En nuestra moderna actualidad, cuando las fotografías parecen multiplicarse sin cesar reproduciendo cada parcela de la realidad, no puede dejar de ser sorprendente el éxito de una exposición fotográfica. Sin embargo, las muy numerosas reservaciones para visitar la retrospectiva de la obra de Graciela Iturbide, titulada Heliotropo 37, en la Fundación Cartier de Arte Contemporáneo de París, son la prueba misma de este interés del público, a pesar de las restricciones obligadas por la pandemia que filtran la asistencia de los visitantes, tan curiosos como ávidos.
Cabe, entonces, preguntarse qué resorte despierta esta curiosidad, qué imán suscita esta avidez por las imágenes fotográficas de Iturbide. ¿Qué es, pues, el fenómeno que se opera para dar a cada foto la condición de ser única? Es decir, excepcional como es siempre la obra de arte maestra. ¿Por qué sorprende la imagen de un cielo donde vuelan los pájaros? ¿A qué se debe el asombro ante un gigantesco cactus asediado por zopilotes al elevarse hacia un cielo cubierto de nubarrones oscuros? Me arriesgaría a decir que es su mirada. Pero su mirada a través del lente de la cámara fotográfica. Recuerdo a una amiga, que, de visita en casa de Graciela, situada en otro número de la calle de Heliotropo, le preguntó cómo nos veía, cómo saldríamos en una fotografía suya. Interrogaciones que apenas ocultaban sus deseos de ser fotografiada por Graciela, quien sonrió al responder: “Ver tras el lente de la cámara es distinto, la fotografía da otra imagen”. Con su respuesta, ¿quiso acaso decir que prefería seguir viéndonos tal cual éramos? Porque, a través del ojo de su cámara, Graciela revela lo insólito, es decir, lo evidente.
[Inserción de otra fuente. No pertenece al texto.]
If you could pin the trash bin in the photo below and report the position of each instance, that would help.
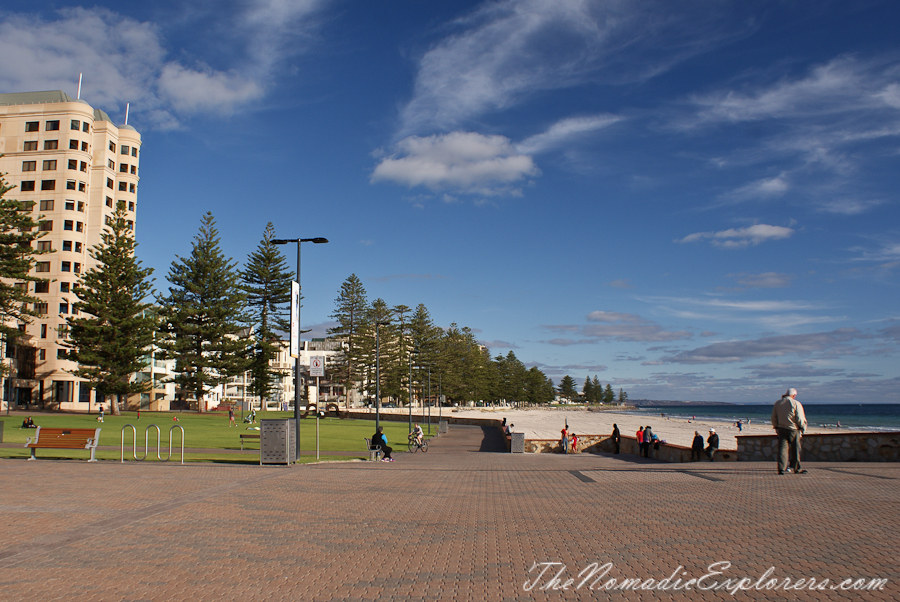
(277, 441)
(517, 443)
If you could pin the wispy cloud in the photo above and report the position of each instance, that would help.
(739, 238)
(460, 161)
(125, 60)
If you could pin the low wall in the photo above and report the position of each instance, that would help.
(593, 444)
(830, 447)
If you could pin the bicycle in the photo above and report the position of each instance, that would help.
(413, 445)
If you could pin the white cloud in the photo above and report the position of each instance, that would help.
(462, 161)
(562, 132)
(738, 238)
(124, 60)
(505, 51)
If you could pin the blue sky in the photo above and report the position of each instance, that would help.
(691, 200)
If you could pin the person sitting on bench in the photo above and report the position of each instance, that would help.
(379, 440)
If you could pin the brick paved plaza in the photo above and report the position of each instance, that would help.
(458, 523)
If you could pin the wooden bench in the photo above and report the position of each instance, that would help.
(62, 438)
(374, 454)
(247, 436)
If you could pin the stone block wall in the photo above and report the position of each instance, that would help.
(829, 447)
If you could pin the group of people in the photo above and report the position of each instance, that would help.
(712, 445)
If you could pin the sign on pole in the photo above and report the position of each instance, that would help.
(295, 320)
(317, 366)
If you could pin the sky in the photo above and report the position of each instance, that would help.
(691, 200)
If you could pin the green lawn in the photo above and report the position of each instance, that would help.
(204, 431)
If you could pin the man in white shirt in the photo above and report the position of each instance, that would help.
(789, 421)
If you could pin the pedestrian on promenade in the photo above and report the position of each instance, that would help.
(379, 440)
(789, 421)
(712, 445)
(696, 446)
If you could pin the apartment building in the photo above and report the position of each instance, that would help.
(74, 164)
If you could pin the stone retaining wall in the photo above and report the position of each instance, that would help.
(830, 447)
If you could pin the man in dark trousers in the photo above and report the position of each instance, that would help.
(696, 446)
(712, 444)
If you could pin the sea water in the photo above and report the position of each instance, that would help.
(851, 416)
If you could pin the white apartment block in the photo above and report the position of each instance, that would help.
(75, 165)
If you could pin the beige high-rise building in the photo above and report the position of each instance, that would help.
(75, 165)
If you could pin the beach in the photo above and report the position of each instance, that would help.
(546, 423)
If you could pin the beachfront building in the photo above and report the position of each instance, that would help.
(73, 165)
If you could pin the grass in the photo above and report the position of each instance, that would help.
(201, 431)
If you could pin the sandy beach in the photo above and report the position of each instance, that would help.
(547, 423)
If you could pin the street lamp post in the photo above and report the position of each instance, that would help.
(284, 241)
(378, 376)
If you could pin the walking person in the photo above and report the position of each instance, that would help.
(712, 445)
(696, 446)
(789, 421)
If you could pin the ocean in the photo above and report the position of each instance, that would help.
(850, 416)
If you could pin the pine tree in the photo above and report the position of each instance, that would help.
(266, 279)
(203, 315)
(111, 329)
(350, 314)
(18, 231)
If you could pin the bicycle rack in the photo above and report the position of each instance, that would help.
(147, 443)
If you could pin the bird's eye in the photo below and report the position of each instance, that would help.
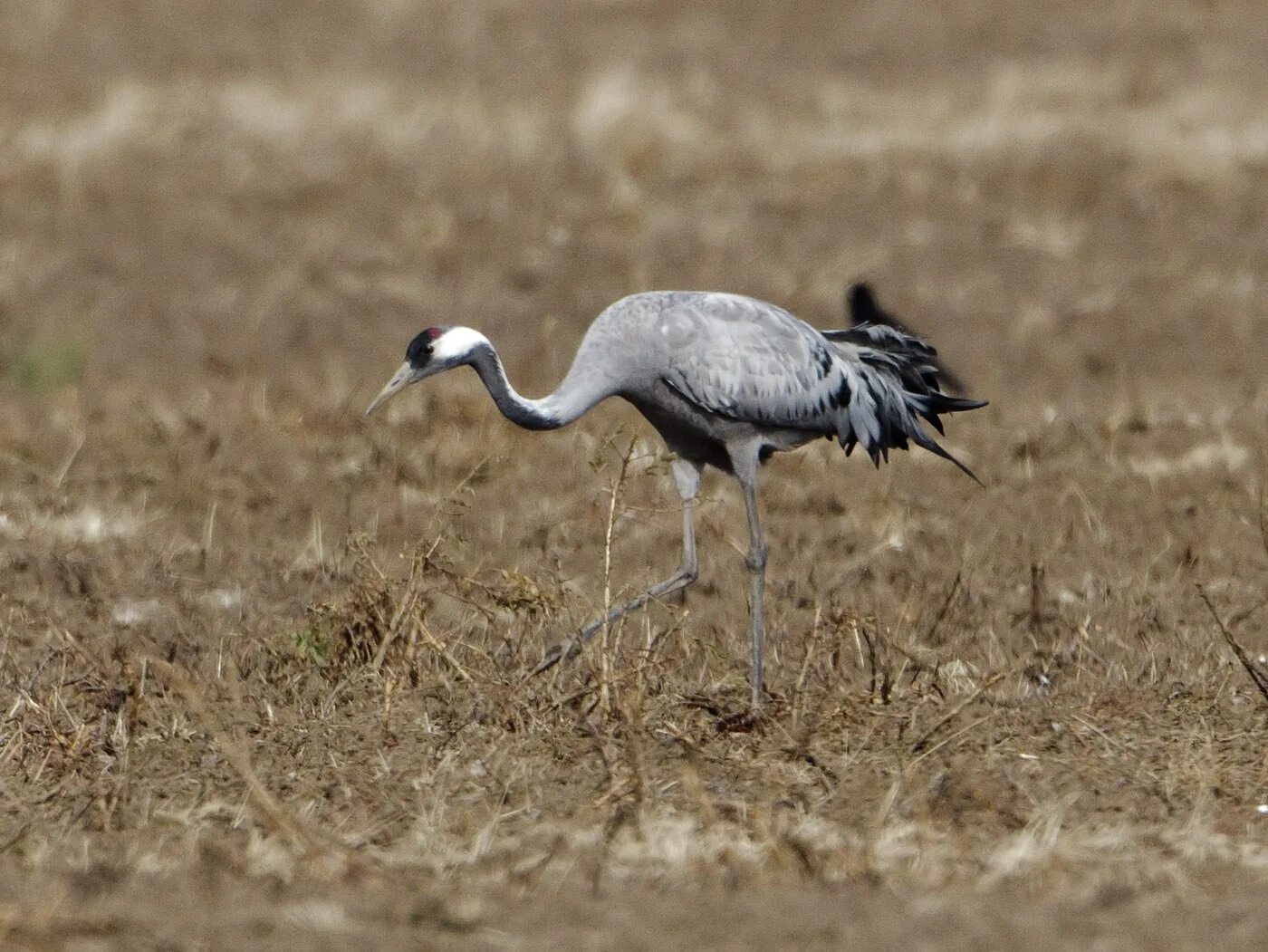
(418, 351)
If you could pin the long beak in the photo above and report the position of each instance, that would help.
(401, 380)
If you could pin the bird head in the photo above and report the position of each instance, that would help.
(433, 351)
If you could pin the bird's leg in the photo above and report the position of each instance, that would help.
(687, 476)
(756, 563)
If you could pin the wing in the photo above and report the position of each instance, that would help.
(754, 361)
(862, 310)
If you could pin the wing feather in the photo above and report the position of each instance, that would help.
(756, 362)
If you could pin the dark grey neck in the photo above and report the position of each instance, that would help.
(568, 402)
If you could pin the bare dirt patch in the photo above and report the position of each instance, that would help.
(263, 662)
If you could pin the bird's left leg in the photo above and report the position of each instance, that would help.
(687, 478)
(756, 564)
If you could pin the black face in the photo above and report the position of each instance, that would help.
(418, 352)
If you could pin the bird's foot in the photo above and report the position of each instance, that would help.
(562, 652)
(744, 721)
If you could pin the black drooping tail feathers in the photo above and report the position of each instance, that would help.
(862, 308)
(897, 352)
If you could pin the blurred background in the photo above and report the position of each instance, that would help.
(998, 711)
(1068, 202)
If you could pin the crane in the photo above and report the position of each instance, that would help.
(726, 380)
(862, 308)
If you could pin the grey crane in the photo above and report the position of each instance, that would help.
(862, 308)
(726, 380)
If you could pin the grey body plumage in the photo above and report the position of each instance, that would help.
(726, 380)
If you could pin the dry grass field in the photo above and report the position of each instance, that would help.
(263, 660)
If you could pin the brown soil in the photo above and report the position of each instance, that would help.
(262, 660)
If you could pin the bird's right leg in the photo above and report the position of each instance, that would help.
(687, 478)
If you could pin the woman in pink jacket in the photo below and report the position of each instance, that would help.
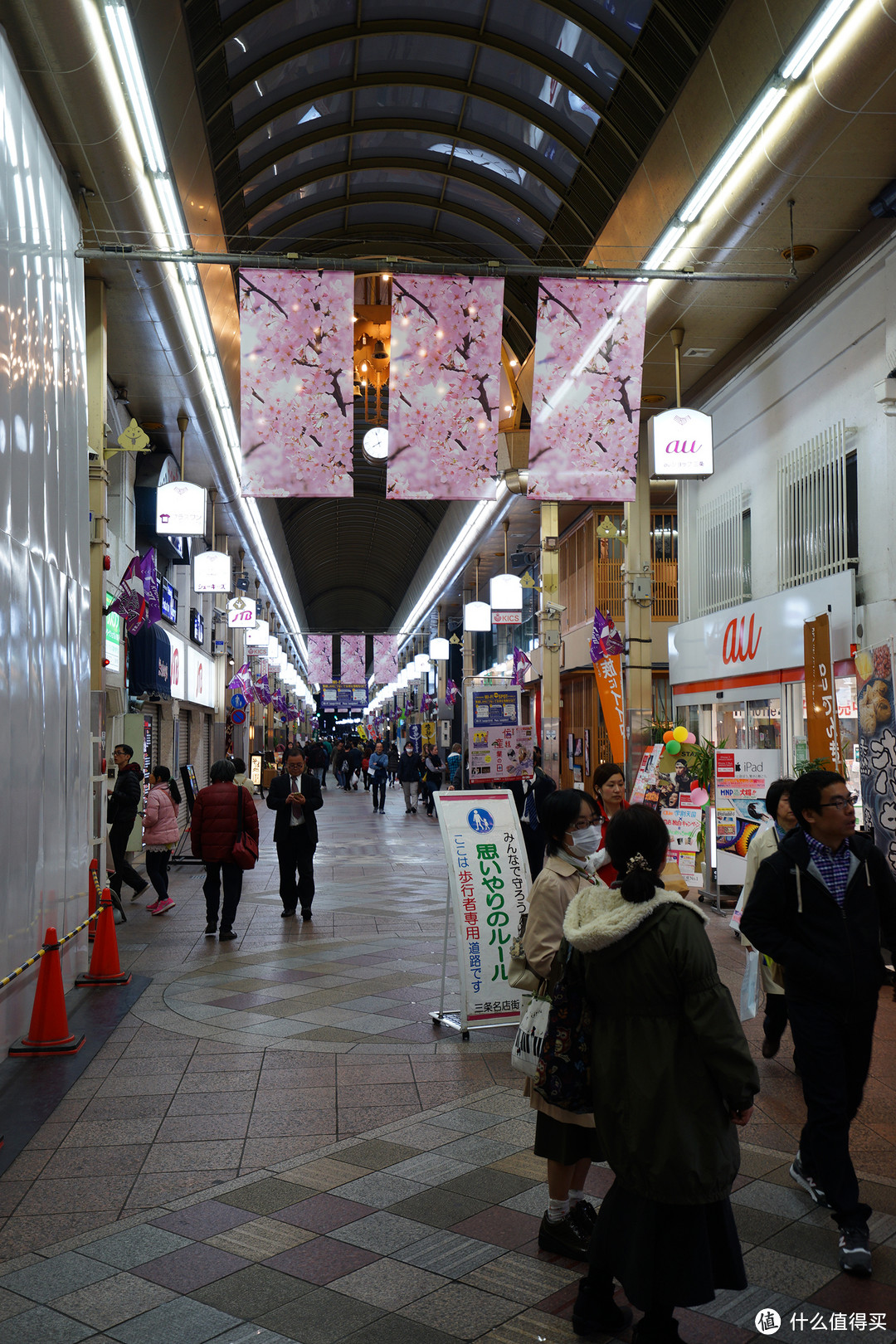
(160, 834)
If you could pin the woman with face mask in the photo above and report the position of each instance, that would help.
(567, 1142)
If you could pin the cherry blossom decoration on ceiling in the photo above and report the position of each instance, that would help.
(296, 383)
(586, 397)
(445, 387)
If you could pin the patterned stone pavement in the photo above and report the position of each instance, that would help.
(275, 1144)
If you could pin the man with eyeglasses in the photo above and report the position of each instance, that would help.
(821, 908)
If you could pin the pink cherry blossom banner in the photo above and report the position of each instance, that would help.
(296, 382)
(320, 657)
(445, 387)
(586, 397)
(384, 657)
(353, 665)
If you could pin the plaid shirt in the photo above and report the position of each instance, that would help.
(833, 866)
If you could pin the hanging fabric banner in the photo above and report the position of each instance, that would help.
(586, 396)
(384, 657)
(297, 382)
(445, 387)
(353, 660)
(320, 657)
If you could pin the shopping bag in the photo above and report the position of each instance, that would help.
(529, 1035)
(750, 986)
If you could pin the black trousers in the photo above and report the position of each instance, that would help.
(119, 836)
(232, 880)
(833, 1047)
(158, 869)
(296, 859)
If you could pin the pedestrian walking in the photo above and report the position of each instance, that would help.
(820, 908)
(160, 835)
(214, 830)
(670, 1129)
(296, 796)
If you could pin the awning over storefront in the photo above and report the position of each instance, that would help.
(149, 671)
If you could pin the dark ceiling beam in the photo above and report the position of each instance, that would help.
(347, 84)
(387, 162)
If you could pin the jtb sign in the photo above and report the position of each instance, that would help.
(680, 444)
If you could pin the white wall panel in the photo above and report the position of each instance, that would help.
(45, 593)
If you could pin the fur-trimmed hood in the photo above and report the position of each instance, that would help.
(601, 916)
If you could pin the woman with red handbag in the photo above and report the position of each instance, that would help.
(223, 821)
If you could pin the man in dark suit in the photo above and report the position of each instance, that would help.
(296, 796)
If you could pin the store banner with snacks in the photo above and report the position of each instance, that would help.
(878, 743)
(488, 890)
(822, 723)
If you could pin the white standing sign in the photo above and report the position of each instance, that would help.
(488, 891)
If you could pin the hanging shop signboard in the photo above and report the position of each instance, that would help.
(488, 888)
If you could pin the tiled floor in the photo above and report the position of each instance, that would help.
(275, 1144)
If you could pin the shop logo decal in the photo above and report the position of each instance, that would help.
(738, 644)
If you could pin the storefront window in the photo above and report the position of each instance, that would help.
(763, 724)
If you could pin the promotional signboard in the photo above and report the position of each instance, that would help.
(488, 889)
(742, 782)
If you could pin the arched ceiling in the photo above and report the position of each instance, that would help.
(486, 129)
Esa realidad, tal cual, más enigmática que cualquier misterio por su evidencia misma.
Al atrapar la realidad con su cámara y transformarla en una imagen de luz congelada, como señaló Salvador Elizondo al escribir de la fotografía, Iturbide congela el tiempo en ese instante. Inmóvil y palpitante, imagen a la vez fija y viva para siempre porque la muerte no puede ejercer su siniestro poder contra lo imaginario. Siete años después de la desaparición de su hijita, una niña, Graciela proseguía su duelo en sus peregrinaciones a cementerios donde fotografiaba las sepulturas de angelitos, niños que entran al sueño eterno en ataúdes blancos. En 1977, en la ciudad de Dolores, caminaba tras un hombre que la guiaba por el cementerio. De pronto, el hombre se volvió hacia ella. “Se parecía a la muerte y me dijo: ‘ya basta’”. El mandato era claro. Cesó de fotografiar tumbas de angelitos y logró, en un instante sólo visible a quienes fallecen, fotografiar a la muerte. Si fue una visión, la fotografía la plasmó.
Fotografías vistas en sueños premonitorios. “En mi tierra sembraré con pájaros”, soñó que le decía un hombre. Tiempo después, durante un viaje a las Islas Marías, Graciela tomó la foto del Señor de los pájaros: el hombre mira el vuelo de las aves con su rostro de pájaro carpintero.
“Busqué la sorpresa en lo ordinario, un ordinario que habría podido encontrar en cualquier parte del mundo”, dice esta incansable viajera. Lo ordinario es una bicicleta con cabeza de animal, el vuelo de unos papalotes, las sombras de fantasmas en los muros, el absurdo mismo. Porque la realidad es absurda, simplemente.
La retrospectiva exhibe más de 200 fotografías de la artista, tomada desde los años 70 hasta nuestros días. Exposición que permite descubrir la obra a quien la mira por vez primera, pero que revela nuevos enigmas a quienes hemos visto antes algunas de su fotos. “Mis sueños son en blanco y negro”, decía Graciela, quien, por vez primera, decidió utilizar el color para fotografiar el alabastro y el ónix, cuya materia parece respirar ante la mirada de la cámara de Iturbide. Como palpitan los seres que forman el panteón fotográfico de esta inolvidable artista.